Speaking truth to power

As the presiding officer of the legislature, the Speaker enjoys all power that is integral to the conduct of business and regulation of the proceedings of the House. In a parliamentary democracy, he or she is the sole arbiter in interpreting the rules of procedure of the House; the ruling is final, and beyond any legal challenge. Even so, the recent orders of suspension of almost all the members of the principal opposition party in the legislatures of Tamil Nadu and Gujarat are extraordinary, raising serious questions relating to freedom and fairness on the part of the Speakers. In Gujarat, opposition members had sought to raise the issue of the assault on Dalits by cow vigilantes when the issue for discussion was ratification of the Goods and Services Tax Bill. In Tamil Nadu, members of the Dravida Munnetra Kazhagam were evicted en masse when they protested against expunging a remark by M.K. Stalin. It is nobody’s case that opposition MLAs in either State were exemplary in their behaviour. But the wholesale eviction and suspension gave rise to the spectacle of empty opposition benches, and robbed important debates in the House of the contribution of the opposition members. Speakers who prevent opposition members from raising important issues invariably end up drawing unflattering attention to their own actions.

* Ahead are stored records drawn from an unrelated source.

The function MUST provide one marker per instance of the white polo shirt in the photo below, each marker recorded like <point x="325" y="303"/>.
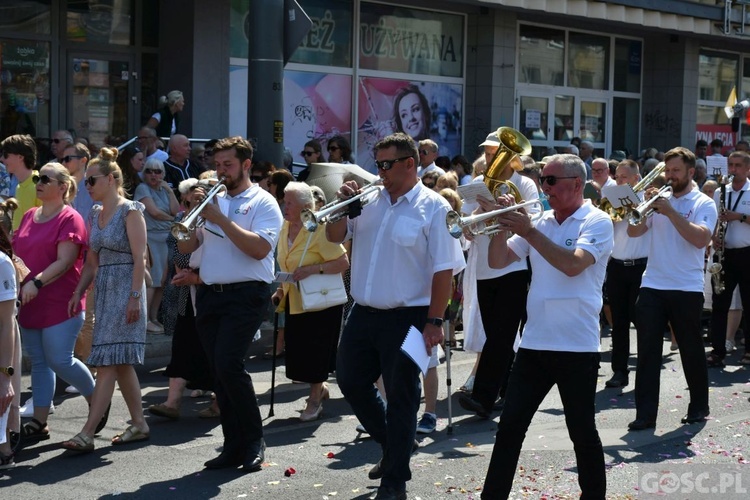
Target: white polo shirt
<point x="396" y="249"/>
<point x="563" y="311"/>
<point x="738" y="233"/>
<point x="222" y="262"/>
<point x="673" y="263"/>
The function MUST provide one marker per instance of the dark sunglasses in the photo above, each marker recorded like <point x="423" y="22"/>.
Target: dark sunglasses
<point x="552" y="180"/>
<point x="91" y="180"/>
<point x="44" y="179"/>
<point x="388" y="164"/>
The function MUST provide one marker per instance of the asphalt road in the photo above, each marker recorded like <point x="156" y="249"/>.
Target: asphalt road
<point x="331" y="460"/>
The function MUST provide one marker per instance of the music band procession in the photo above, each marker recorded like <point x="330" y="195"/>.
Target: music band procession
<point x="544" y="258"/>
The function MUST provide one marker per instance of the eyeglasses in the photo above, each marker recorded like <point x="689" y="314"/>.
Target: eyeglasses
<point x="91" y="180"/>
<point x="388" y="164"/>
<point x="552" y="180"/>
<point x="44" y="179"/>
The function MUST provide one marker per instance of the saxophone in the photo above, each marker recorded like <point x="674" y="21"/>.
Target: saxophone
<point x="716" y="269"/>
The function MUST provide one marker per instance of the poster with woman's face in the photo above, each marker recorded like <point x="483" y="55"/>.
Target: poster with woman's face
<point x="422" y="110"/>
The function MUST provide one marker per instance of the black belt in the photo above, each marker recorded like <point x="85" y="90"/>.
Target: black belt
<point x="225" y="287"/>
<point x="630" y="262"/>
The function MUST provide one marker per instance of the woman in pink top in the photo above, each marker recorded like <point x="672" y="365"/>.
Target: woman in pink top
<point x="51" y="241"/>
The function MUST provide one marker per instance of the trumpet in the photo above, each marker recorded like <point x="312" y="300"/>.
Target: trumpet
<point x="184" y="229"/>
<point x="334" y="211"/>
<point x="476" y="225"/>
<point x="645" y="209"/>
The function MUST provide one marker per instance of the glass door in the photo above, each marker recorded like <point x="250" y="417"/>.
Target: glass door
<point x="101" y="98"/>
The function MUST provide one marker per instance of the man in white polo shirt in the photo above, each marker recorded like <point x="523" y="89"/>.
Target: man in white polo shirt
<point x="236" y="269"/>
<point x="568" y="249"/>
<point x="672" y="290"/>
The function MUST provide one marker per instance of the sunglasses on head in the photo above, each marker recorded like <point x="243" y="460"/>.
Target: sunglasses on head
<point x="44" y="179"/>
<point x="551" y="180"/>
<point x="388" y="164"/>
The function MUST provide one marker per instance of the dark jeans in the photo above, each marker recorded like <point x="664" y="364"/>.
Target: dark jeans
<point x="502" y="303"/>
<point x="371" y="345"/>
<point x="531" y="378"/>
<point x="227" y="322"/>
<point x="623" y="285"/>
<point x="736" y="273"/>
<point x="656" y="309"/>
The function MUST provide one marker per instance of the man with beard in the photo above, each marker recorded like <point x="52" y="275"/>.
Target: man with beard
<point x="672" y="290"/>
<point x="236" y="269"/>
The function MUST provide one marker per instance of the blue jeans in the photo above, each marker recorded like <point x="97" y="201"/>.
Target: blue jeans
<point x="51" y="351"/>
<point x="531" y="378"/>
<point x="371" y="346"/>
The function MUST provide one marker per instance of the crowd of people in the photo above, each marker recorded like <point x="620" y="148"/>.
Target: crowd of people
<point x="92" y="231"/>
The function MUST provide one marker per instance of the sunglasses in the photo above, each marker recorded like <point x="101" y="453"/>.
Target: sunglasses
<point x="91" y="180"/>
<point x="44" y="179"/>
<point x="551" y="180"/>
<point x="388" y="164"/>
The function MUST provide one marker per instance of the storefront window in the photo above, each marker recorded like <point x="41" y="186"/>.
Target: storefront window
<point x="542" y="55"/>
<point x="408" y="40"/>
<point x="588" y="61"/>
<point x="25" y="17"/>
<point x="24" y="88"/>
<point x="100" y="21"/>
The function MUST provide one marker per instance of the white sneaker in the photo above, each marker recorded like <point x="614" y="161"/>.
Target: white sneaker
<point x="27" y="410"/>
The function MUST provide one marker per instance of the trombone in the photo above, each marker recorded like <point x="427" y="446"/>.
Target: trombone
<point x="645" y="210"/>
<point x="333" y="212"/>
<point x="184" y="229"/>
<point x="476" y="225"/>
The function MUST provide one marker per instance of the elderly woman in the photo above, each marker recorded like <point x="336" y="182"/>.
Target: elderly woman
<point x="161" y="207"/>
<point x="51" y="240"/>
<point x="308" y="334"/>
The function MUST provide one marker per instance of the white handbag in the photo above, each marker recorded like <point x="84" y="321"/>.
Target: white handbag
<point x="320" y="291"/>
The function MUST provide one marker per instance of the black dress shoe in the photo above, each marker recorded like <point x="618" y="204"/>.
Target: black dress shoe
<point x="641" y="424"/>
<point x="695" y="416"/>
<point x="387" y="493"/>
<point x="470" y="404"/>
<point x="619" y="379"/>
<point x="225" y="460"/>
<point x="377" y="470"/>
<point x="255" y="457"/>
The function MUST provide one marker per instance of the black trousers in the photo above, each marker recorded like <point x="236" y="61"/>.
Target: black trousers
<point x="736" y="273"/>
<point x="227" y="322"/>
<point x="657" y="308"/>
<point x="502" y="304"/>
<point x="623" y="285"/>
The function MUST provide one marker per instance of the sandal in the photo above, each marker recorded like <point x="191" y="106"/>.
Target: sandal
<point x="131" y="435"/>
<point x="80" y="443"/>
<point x="35" y="430"/>
<point x="714" y="361"/>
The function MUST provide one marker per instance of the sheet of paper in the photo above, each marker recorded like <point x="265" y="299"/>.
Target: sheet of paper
<point x="620" y="196"/>
<point x="413" y="347"/>
<point x="471" y="191"/>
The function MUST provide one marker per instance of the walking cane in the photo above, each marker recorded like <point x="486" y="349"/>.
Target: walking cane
<point x="273" y="360"/>
<point x="446" y="336"/>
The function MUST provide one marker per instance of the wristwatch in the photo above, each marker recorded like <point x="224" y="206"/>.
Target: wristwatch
<point x="435" y="321"/>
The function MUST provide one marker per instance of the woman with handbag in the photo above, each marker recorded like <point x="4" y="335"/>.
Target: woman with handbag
<point x="314" y="320"/>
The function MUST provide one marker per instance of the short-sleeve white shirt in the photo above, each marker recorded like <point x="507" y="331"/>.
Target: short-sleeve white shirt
<point x="222" y="261"/>
<point x="397" y="248"/>
<point x="563" y="311"/>
<point x="673" y="263"/>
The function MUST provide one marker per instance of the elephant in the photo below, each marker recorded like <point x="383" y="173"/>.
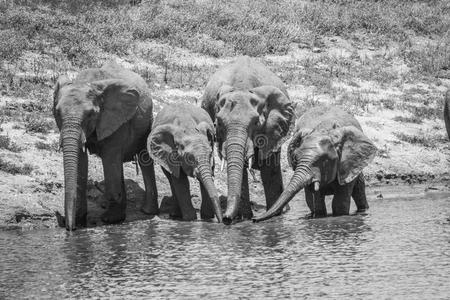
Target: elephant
<point x="447" y="112"/>
<point x="107" y="111"/>
<point x="182" y="142"/>
<point x="253" y="115"/>
<point x="327" y="152"/>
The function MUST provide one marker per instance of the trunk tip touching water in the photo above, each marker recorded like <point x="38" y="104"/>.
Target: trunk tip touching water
<point x="299" y="180"/>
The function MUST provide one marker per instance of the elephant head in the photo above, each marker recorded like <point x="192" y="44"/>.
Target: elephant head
<point x="179" y="149"/>
<point x="259" y="119"/>
<point x="88" y="111"/>
<point x="319" y="157"/>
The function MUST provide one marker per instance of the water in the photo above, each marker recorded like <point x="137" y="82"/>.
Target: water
<point x="400" y="249"/>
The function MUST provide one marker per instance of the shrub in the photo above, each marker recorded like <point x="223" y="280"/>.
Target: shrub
<point x="14" y="169"/>
<point x="37" y="124"/>
<point x="6" y="143"/>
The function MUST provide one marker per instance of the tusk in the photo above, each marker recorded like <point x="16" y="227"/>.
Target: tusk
<point x="316" y="186"/>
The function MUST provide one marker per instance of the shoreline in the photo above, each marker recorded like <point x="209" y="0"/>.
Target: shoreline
<point x="390" y="186"/>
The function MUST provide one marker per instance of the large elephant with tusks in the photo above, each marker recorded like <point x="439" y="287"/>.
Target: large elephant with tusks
<point x="107" y="111"/>
<point x="327" y="153"/>
<point x="253" y="115"/>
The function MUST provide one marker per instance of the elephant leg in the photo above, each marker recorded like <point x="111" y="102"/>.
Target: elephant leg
<point x="206" y="209"/>
<point x="316" y="203"/>
<point x="272" y="179"/>
<point x="176" y="213"/>
<point x="182" y="193"/>
<point x="81" y="206"/>
<point x="341" y="199"/>
<point x="359" y="194"/>
<point x="150" y="205"/>
<point x="245" y="208"/>
<point x="114" y="187"/>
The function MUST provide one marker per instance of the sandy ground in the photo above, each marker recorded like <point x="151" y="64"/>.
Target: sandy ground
<point x="30" y="201"/>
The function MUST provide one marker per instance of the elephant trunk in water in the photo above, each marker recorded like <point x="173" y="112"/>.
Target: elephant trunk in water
<point x="235" y="152"/>
<point x="71" y="132"/>
<point x="205" y="176"/>
<point x="301" y="178"/>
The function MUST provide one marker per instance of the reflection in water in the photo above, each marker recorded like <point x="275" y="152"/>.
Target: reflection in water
<point x="399" y="249"/>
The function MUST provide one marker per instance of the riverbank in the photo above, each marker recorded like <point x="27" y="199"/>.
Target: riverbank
<point x="389" y="65"/>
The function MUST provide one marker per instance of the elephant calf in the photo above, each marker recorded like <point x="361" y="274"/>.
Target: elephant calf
<point x="327" y="152"/>
<point x="182" y="141"/>
<point x="109" y="112"/>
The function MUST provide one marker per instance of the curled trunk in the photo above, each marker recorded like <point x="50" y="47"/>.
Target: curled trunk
<point x="71" y="132"/>
<point x="235" y="151"/>
<point x="301" y="178"/>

For presiding officers to take away the right of members to express themselves is to undermine the very foundation of parliamentary institutions. True, the government must have its way in transacting business, but not before the opposition is allowed to have its say. Vast powers have been vested in the office of the Speaker to strengthen the democratic institutions of the parliamentary system, and not to stifle dissent or protest in the House. The Speaker is powerful insofar as he or she uses powers in the interest of free and fair speech, in enabling the legislature to debate and decide on issues of public importance. Thwarting the voice of members of the opposition is not the Speaker's remit, except when they make the conduct of business in the House impossible. Indeed, the spirit of parliamentary democracy demands that the Chair enable the opposition, no matter how insignificant or limited its bench strength, to intervene and to question. But unlike in the Lok Sabha and the Rajya Sabha so far, the eviction or suspension of opposition members is becoming disturbingly routine in State Assemblies. Such intolerance is evident from State governments run by both regional and national parties. The increasingly partisan Speaker is a symbol of the crisis in India’s legislatures.